BNEF: 2019 clean energy outlook up in developing economies; pandemic mars investments

BNEF: 2019 clean energy outlook up in developing economies; pandemic mars investments

As 2019 came to a close, the outlook for renewable energy growth in developing economies was exceptionally bright. Power-generating capacity from solar plants such as photovoltaic projects reached 325 gigawatts (GW), up from just 1GW a decade earlier, according to new findings from research firm BloombergNEF (BNEF). Wind investment hit an all-time annual high, with US$89 billion deployed to build projects in 30 emerging markets, both onshore and offshore.

Powering the growth was the fundamental cost-competitiveness of these clean technologies compared to their fossil-fuel rivals, which foreign investors duly noticed. Total foreign direct investment (FDI) in support of renewables set a new record at US$32 billion in 2019, up from a previous high of US$24 billion in 2018. The vast majority – 84% – of the 2019 total came from international project developers, utilities, commercial banks, and other private sources.

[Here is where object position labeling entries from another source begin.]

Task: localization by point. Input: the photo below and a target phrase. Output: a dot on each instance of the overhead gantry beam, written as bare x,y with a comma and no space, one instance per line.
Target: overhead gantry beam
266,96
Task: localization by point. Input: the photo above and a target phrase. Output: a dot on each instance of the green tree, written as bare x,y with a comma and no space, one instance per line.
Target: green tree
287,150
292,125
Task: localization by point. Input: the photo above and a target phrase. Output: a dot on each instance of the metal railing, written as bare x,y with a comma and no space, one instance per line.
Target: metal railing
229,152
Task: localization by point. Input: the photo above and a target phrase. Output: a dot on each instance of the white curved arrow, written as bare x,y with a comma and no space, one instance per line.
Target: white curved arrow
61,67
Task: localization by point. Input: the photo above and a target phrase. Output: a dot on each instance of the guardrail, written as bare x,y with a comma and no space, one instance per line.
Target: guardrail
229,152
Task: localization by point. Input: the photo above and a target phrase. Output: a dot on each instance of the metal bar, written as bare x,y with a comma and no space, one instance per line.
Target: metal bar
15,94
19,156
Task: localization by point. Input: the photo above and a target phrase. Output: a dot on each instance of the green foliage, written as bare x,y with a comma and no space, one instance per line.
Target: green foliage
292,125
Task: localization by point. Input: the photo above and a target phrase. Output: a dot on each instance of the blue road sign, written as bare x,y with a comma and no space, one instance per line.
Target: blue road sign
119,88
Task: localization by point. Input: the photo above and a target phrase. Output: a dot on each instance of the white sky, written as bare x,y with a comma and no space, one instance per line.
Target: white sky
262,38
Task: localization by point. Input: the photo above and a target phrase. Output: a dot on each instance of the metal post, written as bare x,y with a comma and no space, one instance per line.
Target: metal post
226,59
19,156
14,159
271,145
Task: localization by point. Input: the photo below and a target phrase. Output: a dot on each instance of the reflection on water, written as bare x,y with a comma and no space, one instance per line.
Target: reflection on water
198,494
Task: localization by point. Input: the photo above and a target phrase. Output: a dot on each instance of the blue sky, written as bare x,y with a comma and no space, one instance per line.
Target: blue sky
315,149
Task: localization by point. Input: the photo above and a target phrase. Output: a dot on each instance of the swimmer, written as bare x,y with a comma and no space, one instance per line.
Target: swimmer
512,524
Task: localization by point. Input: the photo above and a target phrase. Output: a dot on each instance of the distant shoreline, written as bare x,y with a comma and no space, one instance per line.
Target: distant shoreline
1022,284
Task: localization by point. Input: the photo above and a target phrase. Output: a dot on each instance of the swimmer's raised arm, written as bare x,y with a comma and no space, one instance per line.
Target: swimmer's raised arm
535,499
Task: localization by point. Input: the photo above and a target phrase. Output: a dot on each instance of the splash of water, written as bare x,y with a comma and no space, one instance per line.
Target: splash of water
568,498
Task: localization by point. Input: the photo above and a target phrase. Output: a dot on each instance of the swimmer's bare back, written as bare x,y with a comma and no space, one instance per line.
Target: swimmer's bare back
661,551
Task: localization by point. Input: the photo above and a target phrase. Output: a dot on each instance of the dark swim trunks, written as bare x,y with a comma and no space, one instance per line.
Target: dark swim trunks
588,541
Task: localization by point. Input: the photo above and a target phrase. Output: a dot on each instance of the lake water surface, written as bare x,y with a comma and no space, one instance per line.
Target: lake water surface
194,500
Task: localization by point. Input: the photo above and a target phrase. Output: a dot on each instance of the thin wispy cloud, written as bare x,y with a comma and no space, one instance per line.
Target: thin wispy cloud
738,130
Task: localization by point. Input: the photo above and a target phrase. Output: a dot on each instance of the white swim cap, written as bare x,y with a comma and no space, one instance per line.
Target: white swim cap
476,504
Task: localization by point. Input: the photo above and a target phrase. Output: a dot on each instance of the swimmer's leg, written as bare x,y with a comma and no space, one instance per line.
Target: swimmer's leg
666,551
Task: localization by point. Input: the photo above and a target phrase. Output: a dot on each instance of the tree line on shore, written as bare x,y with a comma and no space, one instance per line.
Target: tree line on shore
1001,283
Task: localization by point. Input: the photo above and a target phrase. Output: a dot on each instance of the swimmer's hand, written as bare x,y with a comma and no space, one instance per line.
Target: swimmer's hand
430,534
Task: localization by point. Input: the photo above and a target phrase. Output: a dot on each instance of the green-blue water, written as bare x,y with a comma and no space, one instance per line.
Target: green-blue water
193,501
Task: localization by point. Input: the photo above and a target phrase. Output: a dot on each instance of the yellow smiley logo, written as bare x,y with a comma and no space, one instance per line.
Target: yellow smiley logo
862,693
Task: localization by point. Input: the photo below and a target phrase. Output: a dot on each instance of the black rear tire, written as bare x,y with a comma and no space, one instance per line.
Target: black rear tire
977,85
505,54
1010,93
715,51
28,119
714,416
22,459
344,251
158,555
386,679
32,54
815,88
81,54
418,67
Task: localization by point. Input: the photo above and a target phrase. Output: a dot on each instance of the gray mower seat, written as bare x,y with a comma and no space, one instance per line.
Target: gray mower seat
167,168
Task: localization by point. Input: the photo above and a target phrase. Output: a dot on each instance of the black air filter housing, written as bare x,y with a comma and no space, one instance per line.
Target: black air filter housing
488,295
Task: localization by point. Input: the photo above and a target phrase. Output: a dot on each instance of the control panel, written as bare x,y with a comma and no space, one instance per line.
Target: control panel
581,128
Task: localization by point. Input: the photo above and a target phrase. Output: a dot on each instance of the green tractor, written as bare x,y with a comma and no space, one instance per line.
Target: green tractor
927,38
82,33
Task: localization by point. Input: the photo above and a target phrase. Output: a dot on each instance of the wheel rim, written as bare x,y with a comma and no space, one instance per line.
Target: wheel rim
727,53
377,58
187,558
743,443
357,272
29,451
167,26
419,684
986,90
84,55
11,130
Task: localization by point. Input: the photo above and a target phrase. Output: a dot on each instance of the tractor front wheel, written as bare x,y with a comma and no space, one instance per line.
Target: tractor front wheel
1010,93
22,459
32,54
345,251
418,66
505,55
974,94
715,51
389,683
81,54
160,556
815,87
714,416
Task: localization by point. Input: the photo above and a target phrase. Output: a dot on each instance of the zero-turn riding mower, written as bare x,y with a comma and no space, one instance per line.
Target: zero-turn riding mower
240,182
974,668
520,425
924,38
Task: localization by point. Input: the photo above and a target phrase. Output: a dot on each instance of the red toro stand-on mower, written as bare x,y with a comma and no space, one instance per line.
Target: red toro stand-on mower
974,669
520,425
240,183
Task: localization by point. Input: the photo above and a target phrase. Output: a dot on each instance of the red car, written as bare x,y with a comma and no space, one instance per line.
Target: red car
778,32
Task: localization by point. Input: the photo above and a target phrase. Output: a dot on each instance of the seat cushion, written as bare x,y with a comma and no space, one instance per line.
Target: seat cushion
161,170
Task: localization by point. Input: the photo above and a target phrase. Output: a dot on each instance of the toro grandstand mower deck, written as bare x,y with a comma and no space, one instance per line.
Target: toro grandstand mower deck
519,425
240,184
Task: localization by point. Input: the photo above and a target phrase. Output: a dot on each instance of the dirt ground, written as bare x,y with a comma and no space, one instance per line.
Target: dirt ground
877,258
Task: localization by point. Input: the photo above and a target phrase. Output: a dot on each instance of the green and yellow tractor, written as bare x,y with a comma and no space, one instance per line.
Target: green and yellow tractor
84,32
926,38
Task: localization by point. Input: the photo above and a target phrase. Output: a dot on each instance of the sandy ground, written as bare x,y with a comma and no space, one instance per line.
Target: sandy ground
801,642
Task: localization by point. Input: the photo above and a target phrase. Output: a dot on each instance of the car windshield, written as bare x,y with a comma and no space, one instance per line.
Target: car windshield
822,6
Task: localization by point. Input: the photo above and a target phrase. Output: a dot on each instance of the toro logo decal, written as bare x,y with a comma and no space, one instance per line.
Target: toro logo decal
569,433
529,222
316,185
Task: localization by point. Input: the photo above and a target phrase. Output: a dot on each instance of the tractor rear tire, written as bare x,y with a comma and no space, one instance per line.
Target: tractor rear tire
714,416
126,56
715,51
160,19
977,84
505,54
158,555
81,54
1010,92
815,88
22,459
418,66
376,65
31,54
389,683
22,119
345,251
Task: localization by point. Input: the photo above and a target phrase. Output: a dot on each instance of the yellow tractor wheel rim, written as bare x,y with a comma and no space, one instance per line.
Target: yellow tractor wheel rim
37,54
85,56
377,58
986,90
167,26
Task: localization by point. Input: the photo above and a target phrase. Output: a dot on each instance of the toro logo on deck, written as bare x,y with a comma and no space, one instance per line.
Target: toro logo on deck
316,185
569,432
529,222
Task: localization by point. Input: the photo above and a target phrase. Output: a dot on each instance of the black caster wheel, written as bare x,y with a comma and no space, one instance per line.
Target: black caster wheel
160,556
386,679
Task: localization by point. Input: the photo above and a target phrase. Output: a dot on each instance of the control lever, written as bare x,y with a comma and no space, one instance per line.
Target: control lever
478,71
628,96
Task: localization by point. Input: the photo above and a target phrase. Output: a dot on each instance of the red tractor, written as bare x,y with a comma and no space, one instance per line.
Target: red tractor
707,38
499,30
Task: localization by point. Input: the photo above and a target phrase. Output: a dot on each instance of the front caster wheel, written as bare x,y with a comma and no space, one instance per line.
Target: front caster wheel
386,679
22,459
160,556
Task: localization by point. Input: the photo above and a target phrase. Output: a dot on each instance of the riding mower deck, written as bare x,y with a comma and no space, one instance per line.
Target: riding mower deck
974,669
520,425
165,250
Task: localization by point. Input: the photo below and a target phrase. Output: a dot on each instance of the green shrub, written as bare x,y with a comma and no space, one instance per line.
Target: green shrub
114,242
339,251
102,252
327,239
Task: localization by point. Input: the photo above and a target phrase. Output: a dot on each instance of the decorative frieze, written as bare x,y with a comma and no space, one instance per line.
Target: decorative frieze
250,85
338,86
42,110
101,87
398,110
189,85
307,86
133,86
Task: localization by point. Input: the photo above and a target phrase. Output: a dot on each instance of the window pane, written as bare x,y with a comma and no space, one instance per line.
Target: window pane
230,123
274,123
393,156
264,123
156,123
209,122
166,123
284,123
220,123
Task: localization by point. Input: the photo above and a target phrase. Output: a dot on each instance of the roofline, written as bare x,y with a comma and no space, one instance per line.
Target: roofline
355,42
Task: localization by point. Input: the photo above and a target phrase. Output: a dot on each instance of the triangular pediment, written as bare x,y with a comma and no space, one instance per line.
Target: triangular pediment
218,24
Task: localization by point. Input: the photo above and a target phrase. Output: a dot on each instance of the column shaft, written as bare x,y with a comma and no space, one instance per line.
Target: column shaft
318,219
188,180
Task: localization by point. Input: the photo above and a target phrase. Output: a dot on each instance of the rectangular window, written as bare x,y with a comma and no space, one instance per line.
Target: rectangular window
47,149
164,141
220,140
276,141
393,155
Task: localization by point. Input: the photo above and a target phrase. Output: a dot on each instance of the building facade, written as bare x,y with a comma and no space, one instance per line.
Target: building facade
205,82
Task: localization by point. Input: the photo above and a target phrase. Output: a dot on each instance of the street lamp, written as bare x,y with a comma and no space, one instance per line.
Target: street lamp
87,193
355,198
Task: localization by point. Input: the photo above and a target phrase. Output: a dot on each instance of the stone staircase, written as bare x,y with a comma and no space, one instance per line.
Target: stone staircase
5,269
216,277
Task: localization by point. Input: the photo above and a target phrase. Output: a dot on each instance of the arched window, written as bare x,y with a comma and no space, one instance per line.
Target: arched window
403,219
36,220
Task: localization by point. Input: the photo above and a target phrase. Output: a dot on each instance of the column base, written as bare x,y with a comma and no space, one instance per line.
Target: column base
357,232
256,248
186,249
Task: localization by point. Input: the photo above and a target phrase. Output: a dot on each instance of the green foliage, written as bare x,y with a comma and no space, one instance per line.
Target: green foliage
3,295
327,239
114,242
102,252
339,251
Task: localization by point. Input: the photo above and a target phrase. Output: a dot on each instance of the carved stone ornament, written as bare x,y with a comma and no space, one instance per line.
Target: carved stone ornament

Then came the pandemic. While Covid-19 has wounded nearly every corner of the global economy, the pain in emerging markets has been particularly acute. To keep their economies afloat, governments in a number of these markets have boosted spending and, in turn, raised borrowing, only to watch their currencies devaluate and their sovereign debt ratings get downgraded. What had been a strong flow of clean energy investment from abroad has become a drizzle as many investors seek safer opportunities closer to home.

This in-progress story is told in depth in BloombergNEF’s 2020 Climatescope — its annual comprehensive survey of the energy transition in developing countries. Climatescope represents the efforts of almost 60 BloombergNEF analysts, who collected 123 detailed data indicators on 108 emerging markets globally. The complete results can be found at global-climatescope.org. This year, for the first time, Climatescope also includes data on 29 developed nations.

Climatescope highlights several key milestones reached during 2019, including:

Emerging economies accounted for 58% (US$144 billion) of the US$249 billion in asset finance invested in utility-scale clean energy capacity worldwide during the year.

Solar power is becoming ubiquitous. Three in ten emerging markets installed more solar capacity than capacity from any other source in 2019. Some 69 markets built new utility-scale or small-scale solar in 2019, funded with over US$48 billion. Solar ended 2019 as 8% of emerging markets power-generating capacity and 2% of generation. Today, 95 markets have at least 10 megawatts (MW) of solar installed.

Mainland China and India remained the biggest emerging markets for clean energy investment. The two accounted for US$94 billion of new wind and utility-scale solar investment and 76GW of wind and solar build in 2019 (capacity figures include funding for both utility-scale build and small-scale solar).

For the first time, renewables (including hydro) accounted for the majority of new capacity added in the 106 other emerging markets (excluding Mainland China and India). Gas build fell to its lowest level in these markets since 2014, with just 17GW added.

According to BloombergNEF’s Luiza Demôro, Climatescope’s lead author, 2019 was a year of firsts, for the most part, in good ways. “The surge of capital we saw flow into emerging markets suggests that investors had become quite comfortable with the risks involved with financing new wind or solar there,” she said.

While Climatescope does not contain comprehensive 2020 data, early indications suggest pandemic-related disruptions have slowed emerging markets’ clean energy investment flows and are giving investors grounds to pause. For the first time since 2016, BloombergNEF has recorded quarters when capital flows into developed markets exceeded flows into developing markets. While Covid-19 is by no means the only factor at play in these figures, the slope and consistency of the decline through three quarters of 2020 suggest that full-year figures will be down sharply compared to 2019.